Parsnip soup

  • lactose-free
  • without egg
  • without fish
  • without meat

4 Servings

  • 4 slices of daisy bread from HUTTWILER glutenfree
  • 500g parsnips
  • 100ml olive oil
  • Salt and multi-coloured peppercorns
  • 1 onion
  • 2 garlic cloves
  • 1 stick of celery
  • 2 apples
  • 2 medium-sized potatoes
  • 1.25l vegetable stock
  • 1tsp ground coriander
  • 1tsp Dijon mustard
  • 1tsp thyme leaves

It’s as easy as this

  1. Peel and dice the parsnips, mix with olive oil, salt and pepper and place on a baking tray.
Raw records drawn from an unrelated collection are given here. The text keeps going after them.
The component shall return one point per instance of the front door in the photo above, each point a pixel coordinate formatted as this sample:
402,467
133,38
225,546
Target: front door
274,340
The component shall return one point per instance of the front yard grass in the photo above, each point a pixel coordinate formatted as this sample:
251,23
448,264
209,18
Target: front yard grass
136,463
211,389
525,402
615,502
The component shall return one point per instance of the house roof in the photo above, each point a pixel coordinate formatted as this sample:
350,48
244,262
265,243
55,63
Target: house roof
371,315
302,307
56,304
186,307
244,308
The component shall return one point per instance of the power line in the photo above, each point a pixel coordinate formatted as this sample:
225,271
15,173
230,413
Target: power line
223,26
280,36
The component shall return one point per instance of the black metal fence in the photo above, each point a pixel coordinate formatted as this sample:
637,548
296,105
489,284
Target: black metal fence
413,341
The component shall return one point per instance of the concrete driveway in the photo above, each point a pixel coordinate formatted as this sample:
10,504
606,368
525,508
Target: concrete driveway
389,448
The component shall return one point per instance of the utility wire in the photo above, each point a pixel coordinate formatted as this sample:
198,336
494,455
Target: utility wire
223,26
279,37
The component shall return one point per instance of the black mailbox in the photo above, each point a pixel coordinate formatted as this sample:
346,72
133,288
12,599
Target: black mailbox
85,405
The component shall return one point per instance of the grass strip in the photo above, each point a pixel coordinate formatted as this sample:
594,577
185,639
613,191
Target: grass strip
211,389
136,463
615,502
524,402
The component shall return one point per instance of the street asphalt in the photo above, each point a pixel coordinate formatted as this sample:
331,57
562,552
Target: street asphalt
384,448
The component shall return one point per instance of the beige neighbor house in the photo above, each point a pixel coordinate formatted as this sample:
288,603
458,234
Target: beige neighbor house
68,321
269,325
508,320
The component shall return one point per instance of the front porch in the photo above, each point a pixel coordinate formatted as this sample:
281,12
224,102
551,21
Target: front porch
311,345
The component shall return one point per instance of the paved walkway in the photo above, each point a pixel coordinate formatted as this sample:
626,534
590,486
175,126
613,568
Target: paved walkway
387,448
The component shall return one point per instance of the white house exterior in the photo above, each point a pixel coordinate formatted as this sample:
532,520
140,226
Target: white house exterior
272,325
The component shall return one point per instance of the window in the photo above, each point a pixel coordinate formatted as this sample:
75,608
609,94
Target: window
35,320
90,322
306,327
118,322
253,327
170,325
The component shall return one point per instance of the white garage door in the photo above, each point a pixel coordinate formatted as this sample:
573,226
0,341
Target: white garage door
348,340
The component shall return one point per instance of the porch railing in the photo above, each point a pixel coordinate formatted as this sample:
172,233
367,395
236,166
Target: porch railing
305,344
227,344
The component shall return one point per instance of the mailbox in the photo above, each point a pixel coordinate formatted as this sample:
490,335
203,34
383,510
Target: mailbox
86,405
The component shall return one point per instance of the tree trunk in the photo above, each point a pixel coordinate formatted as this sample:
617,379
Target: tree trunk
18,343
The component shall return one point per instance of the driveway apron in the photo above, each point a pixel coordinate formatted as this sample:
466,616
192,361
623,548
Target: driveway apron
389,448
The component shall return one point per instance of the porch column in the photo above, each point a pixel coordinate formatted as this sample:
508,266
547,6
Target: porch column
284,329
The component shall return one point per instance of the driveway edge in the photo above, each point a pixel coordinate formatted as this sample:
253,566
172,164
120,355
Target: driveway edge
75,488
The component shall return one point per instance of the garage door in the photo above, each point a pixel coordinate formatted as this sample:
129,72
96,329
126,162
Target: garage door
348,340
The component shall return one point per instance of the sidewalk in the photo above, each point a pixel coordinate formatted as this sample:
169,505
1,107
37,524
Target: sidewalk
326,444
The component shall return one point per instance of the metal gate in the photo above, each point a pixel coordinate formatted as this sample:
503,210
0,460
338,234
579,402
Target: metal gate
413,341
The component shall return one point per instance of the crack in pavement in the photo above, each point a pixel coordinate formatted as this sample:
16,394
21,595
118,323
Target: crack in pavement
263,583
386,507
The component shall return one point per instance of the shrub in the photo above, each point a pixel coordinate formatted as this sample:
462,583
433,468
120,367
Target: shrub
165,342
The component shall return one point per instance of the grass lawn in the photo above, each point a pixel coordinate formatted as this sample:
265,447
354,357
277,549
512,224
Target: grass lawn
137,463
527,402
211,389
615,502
Bake in a pre-heated oven at 200 degrees for 30 mins. Turn after 15 mins. Maintain the oven temperature at 180 degrees.
  2. In a deep pot with olive oil, sauté the crushed garlic, onion and celery (both diced) for 5 mins. Cover the apples and potatoes (both diced), parsnips, stock, coriander, salt and pepper and leave to simmer for 15 mins.
  3. Mix the mustard, olive oil and chopped thyme in a bowl and coat the diced bread slices (needn’t be fresh). Roast on a baking tray at 180 degrees for 15 mins until crisp.
  4. Purée the soup, add the croûtons and drizzle over the olive oil. A delicious winter pleasure, and also wonderfully warming in autumn.


The soup is delicious served with a spinach salad. You can also use a couple of leaves to add an attractive garnish to the soup.